Chegamos que nem umas desesperadas na rodoviária procurando o guichê para fazer o "check-in" das passagens e adivinhem? Sim, já não havia mais tempo, o ônibus já estava saindo e mesmo que saíssemos correndo, não conseguiríamos pegar o ônibus. Fizemos a tentativa de uma ir correndo e pedir para o ônibus não sair e não deu certo. Tivemos que trocar o horário da passagem e com o novo horário, só um milagre para conseguirmos chegar a tempo no aeroporto, despachar a mala e embarcar. Mas como somos brasileiras, não desistimos nunca!

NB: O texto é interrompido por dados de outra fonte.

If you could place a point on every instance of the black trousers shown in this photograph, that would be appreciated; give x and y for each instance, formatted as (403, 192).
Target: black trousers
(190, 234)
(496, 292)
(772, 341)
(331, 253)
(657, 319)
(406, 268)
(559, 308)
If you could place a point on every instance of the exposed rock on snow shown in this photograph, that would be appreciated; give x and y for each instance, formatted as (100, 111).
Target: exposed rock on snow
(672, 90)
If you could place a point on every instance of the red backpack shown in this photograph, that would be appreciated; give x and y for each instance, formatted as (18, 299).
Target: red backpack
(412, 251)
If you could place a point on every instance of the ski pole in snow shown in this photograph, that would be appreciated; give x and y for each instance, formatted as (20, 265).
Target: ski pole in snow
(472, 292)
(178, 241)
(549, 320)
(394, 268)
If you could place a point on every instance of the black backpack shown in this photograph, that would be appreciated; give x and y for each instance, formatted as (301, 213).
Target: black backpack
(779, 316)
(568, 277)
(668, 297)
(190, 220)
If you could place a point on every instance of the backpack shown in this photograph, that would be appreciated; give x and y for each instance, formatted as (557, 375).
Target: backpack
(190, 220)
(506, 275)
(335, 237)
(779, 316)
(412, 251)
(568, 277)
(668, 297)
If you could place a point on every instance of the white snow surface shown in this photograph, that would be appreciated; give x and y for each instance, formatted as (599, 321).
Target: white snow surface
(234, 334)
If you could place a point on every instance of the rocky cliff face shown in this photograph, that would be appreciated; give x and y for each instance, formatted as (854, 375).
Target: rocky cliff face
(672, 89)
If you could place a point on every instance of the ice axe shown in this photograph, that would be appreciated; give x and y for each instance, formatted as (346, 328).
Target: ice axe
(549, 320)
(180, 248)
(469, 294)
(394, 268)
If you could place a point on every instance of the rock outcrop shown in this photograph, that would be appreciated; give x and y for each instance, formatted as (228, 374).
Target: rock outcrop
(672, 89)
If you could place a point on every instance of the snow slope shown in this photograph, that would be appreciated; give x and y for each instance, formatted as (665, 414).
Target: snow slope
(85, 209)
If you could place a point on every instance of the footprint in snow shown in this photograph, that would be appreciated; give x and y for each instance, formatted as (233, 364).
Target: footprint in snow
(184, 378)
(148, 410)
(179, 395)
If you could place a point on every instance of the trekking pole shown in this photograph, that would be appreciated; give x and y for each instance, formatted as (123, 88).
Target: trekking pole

Pegamos o bendito do ônibus e começou a viagem de ônibus mais angustiante da minha vida! Queria dormir porque só tinha dormido umas 3h mas não conseguia, só conseguia pensar que eu poderia perder meu voo se aquele ônibus parasse por 1min ou surgisse um engarrafamento no meio do caminho. O ônibus fazia parada no aeroporto da Pampulha e lá ele ficou parado uns 5min que foram suficientes para eu quase ir bater no motorista e mandar ele pisar no acelerador. Quando estávamos quase chegando no aeroporto, foi uma enrolação sem fim até chegar no ponto final que parecia que era uma eternidade (acho que foram mais de 1h na estrada!!!!).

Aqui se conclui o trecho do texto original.